FRIDAY, MAY 3, 2002 — Before the Wrights came along, many of us in this city had forgotten what it was to be good and decent and fair. In recent months, gloom had settled over this city like a blanket, and that blanket needed to be punctured. The Wrights, as their name suggested, were just the people to do it.

But it wasn’t going to be easy.

"How do you puncture a blanket?" asked Mr. Wright. It was a fair question. The two pondered it long and hard. A pin? A pocket knife? "A screwdriver!" suggested Mrs. Wright, who was, despite being average of ambition and quiet to the point of near-silence, almost too good to be true. Finally, these regular-yet-extraordinary people agreed that they would puncture the blanket of gloom with the fork of decency.

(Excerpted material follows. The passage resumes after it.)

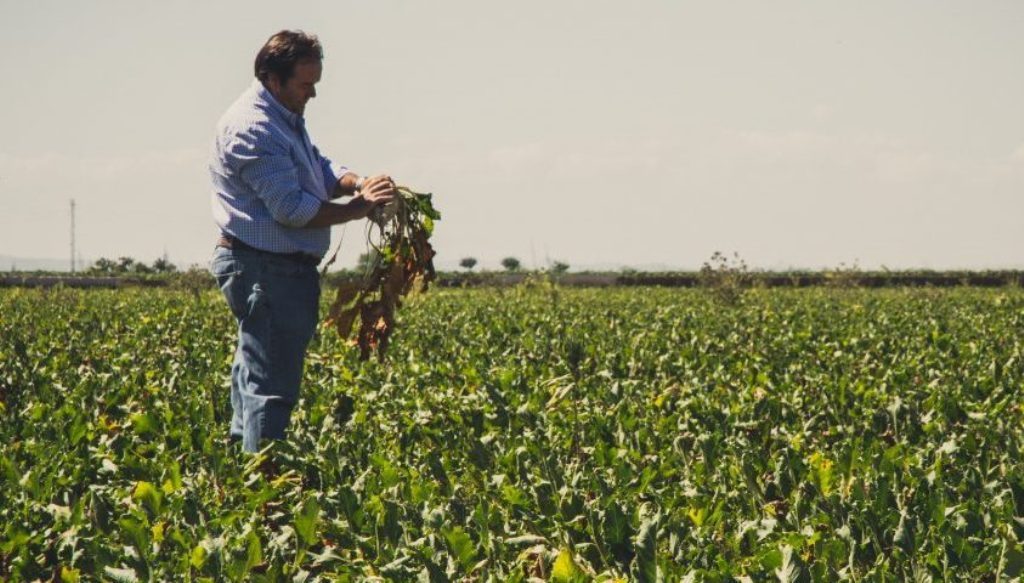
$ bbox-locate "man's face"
[267,60,324,116]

"What this city needs," said Mr. Wright, "is to be reminded that things need to be made sane and humane once again." The pain, the Wrights agreed, was a drain, a stain, a mark of Cain, a runaway freight train.

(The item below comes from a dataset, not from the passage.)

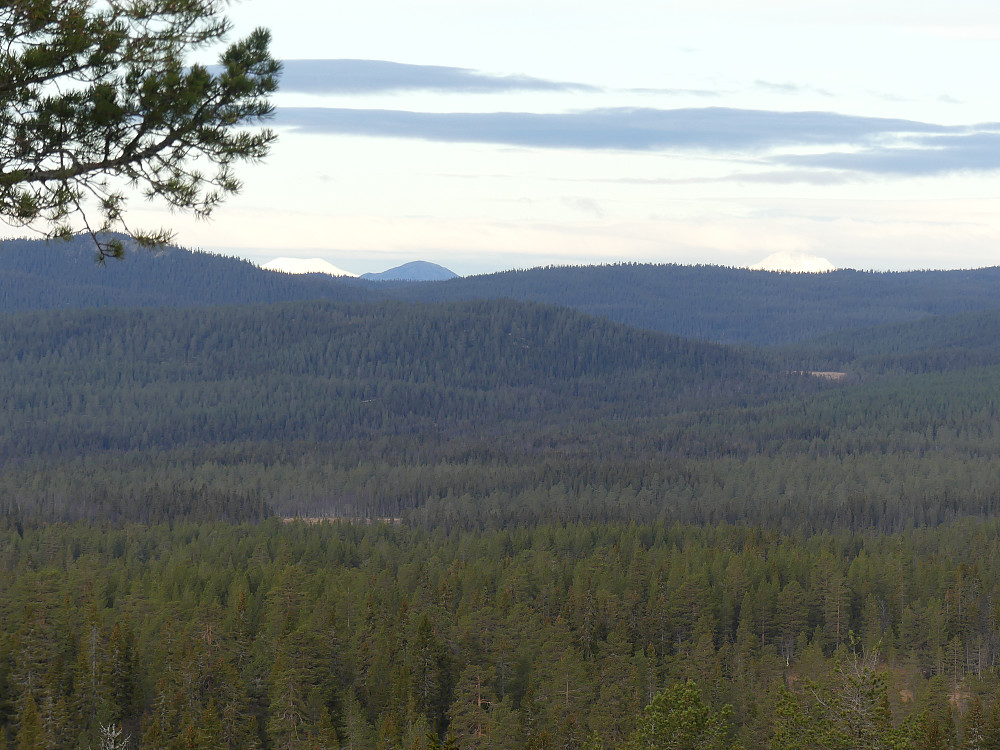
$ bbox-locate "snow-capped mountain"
[750,250,837,273]
[261,258,357,278]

"Decency," said Mrs. Wright.

"Humanity," agreed Mr. Wright.

But decency and humanity were in short supply these days in this city and in this world. Indeed, as the Wrights opened up their morning papers, the blanket of gloom thickened, until it seemed more like a duvet of dread. Devastating disaster, sickening tax hikes, crooked cardinals and pernicious priests. Fascists gaining ground in France, ancient hatreds making a mockery of peace in the Middle East. As Mr. Wright read of the funeral for Lisa "Left Eye" Lopes, he wept. As Mrs. Wright pondered Bill Clinton’s potential chat show on NBC, she beat her breast.

"So much potential!" wailed Mr. Wright.

"Fifty million dollars a year!" sobbed Mrs. Wright.

Where was the humanity? Where was the sanity?

The Wrights looked at each other across their low-fat, high-fiber breakfasts, and gloom seemed to hang in the air like a particularly strong aftershave. Because everything that was good and decent and fair and good and decent in this world was slipping away like a wet fish on a greased-up griddle. Indeed, it would take dozens, perhaps thousands, of regular people with below-average ambitions to make any sort of hole in this gloomy blanket.

But then along came the Wrights, and now the rest of us have something else. We have the knowledge that all it takes is the slightest perforation, the teeniest tear in the most baneful bedspread to let a little light into this sad and solemn city of sin.